For Stella Musau, 45, walking her 71-year-old mother, Veronica Musau through Alzheimer’s has been a journey of uncertainty and living a day at a time.
Our mother experienced a sudden memory loss sometime in 2011. It all started when some women in a group where she was the treasurer told us that she wasn’t keen at her job in the group. They also accused her of receiving money from other members and denying she had taken it. After a few such incidences, they reached out to us and this was the beginning of our journey with Alzheimer’s.
Before her friends reached out, she could complain of losing something only to find it safely kept in her bedroom. We always laughed it off but little did we know it was a health condition that needed medical attention. Our father would joke whenever this happened and could tease us to get her a psychiatrist.
But we all got concerned when she started acting insecure and hiding household items such as sugar, flour and even utensils in the garden. We would search for these things only to find them rotting in the bushes many days later. Then she started mixing up our names. Sometimes, she would veer off from a topic and talk about unrelated things. She often talked about her childhood experiences and would pester us trying to find her way to a primary school she had attended. She said she wanted to go to school. And she was always restless, trying to do one thing and abandoning it to do something else.

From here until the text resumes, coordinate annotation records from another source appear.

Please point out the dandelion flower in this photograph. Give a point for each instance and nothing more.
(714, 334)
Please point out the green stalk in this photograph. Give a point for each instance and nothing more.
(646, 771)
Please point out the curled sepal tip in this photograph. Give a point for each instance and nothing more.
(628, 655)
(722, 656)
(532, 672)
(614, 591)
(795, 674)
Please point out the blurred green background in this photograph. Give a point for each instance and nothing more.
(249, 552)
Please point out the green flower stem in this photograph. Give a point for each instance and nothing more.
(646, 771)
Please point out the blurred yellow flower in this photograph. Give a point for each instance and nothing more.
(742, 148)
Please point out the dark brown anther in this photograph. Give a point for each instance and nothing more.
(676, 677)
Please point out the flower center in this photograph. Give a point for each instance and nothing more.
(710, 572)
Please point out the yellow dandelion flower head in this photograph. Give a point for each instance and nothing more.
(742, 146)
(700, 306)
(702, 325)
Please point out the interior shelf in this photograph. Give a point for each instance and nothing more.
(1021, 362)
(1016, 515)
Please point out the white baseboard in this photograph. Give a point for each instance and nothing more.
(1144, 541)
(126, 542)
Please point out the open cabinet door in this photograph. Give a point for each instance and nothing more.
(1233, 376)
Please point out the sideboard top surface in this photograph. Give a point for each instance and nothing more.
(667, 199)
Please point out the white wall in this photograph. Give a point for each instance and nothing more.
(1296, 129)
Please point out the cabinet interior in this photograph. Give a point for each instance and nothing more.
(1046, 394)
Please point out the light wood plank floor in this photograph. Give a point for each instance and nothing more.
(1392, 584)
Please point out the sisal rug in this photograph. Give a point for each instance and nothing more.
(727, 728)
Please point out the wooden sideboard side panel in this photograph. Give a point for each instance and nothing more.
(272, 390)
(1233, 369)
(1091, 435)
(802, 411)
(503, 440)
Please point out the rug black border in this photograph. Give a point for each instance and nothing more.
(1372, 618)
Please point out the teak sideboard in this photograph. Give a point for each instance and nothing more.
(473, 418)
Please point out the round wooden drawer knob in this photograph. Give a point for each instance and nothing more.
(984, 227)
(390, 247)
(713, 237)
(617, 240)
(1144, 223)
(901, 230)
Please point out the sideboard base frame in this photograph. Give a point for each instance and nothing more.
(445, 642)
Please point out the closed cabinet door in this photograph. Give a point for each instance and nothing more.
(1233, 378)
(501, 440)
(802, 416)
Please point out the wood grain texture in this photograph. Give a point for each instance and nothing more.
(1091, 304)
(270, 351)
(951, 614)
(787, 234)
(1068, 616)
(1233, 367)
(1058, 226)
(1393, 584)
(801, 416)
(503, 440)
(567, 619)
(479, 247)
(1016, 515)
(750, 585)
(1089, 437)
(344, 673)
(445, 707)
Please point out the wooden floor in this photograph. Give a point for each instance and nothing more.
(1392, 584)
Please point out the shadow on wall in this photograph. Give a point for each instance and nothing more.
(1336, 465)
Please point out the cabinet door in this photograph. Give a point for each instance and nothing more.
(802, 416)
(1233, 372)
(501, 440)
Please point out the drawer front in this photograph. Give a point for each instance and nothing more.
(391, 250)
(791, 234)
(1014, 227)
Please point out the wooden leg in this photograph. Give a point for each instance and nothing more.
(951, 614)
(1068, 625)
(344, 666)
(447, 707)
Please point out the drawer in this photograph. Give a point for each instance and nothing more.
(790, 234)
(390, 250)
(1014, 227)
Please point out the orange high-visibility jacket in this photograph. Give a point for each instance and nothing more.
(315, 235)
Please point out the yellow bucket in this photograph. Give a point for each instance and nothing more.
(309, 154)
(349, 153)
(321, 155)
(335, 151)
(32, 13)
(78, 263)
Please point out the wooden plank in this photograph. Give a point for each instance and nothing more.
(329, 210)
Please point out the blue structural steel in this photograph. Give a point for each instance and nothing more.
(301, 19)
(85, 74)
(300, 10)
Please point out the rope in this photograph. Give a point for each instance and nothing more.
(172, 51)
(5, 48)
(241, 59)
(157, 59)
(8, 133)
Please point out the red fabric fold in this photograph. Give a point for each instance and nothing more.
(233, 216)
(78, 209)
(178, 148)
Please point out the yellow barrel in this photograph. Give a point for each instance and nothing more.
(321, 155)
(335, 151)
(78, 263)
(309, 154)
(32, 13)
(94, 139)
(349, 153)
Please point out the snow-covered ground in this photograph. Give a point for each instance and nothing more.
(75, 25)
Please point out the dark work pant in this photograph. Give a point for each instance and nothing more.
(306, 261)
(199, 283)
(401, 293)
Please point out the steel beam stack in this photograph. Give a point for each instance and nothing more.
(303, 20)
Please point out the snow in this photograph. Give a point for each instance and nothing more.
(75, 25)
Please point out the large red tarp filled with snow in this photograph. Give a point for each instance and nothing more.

In our Kamba community, my mother’s condition was majorly linked to witchcraft. So the first thing we thought of was taking her to a traditional healer. In 2012, we visited many different traditional healers whose intervention didn’t help. Instead, her condition only got worse. She started getting withdrawn and would look the other way when she was talked to. It was at this point that we took her to St Francis Community Hospital in Kasarani where tests revealed that she had depression.
She was put on medication and discharged on instruction that we monitor her condition for two weeks. Nothing changed. Two weeks later, she underwent organ tests that revealed she was okay. I searched on Google the name of the medicines that doctors gave us and found out that they treated depression, Alzheimer’s and other mental problems. I ruled out depression and linked all the symptoms my mother portrayed to Alzheimer’s disease.
We went to Kijabe Hospital in 2014 to seek a different opinion. Here, a brain scan revealed that our mother was okay. It was frustrating not getting to the bottom of what she was suffering from. The doctors warned us that should the drugs they gave our mother fail to work, then it was possible that she was experiencing early signs of Alzheimer’s. They explained that the condition couldn’t be treated but only gets worse with time. That it could only be managed. We were shocked at the doctors’ pronouncement but somehow, we are coming to terms with the fact that people age differently.
Doctors also advised us to stop her medication since the drugs had started damaging her vital organs.
The disease has been getting worse over the years. By the end of 2014, the year she was diagnosed with Alzheimer’s disease, her condition had become so bad that she couldn’t do things she previously did for herself, including bathing.
Sometimes, she could walk out of the home and would never know her way back. Our only luck is that whenever people who knew her saw her walking alone, they would bring her back home.
Feeding her has been a great challenge. Sometimes she refuses to eat completely and there is nothing much we can do. Her health has gotten worse and she is now confined into a bed.
The biggest challenge for caregivers of patients with dementia is the division the condition causes in the family, the financial strain as well as stigma in the society. I have siblings who thought the disease was a burden and haven’t been at home to see our mother for over eight years.
The worst of all is the uncertainty the condition presents. You live in fear not knowing how worse the condition can get. You can only be sure that it doesn’t get better. But I have found encouragement from the Alzheimer’s and Dementia Organisation Kenya where I get to know that I am not alone in this struggle.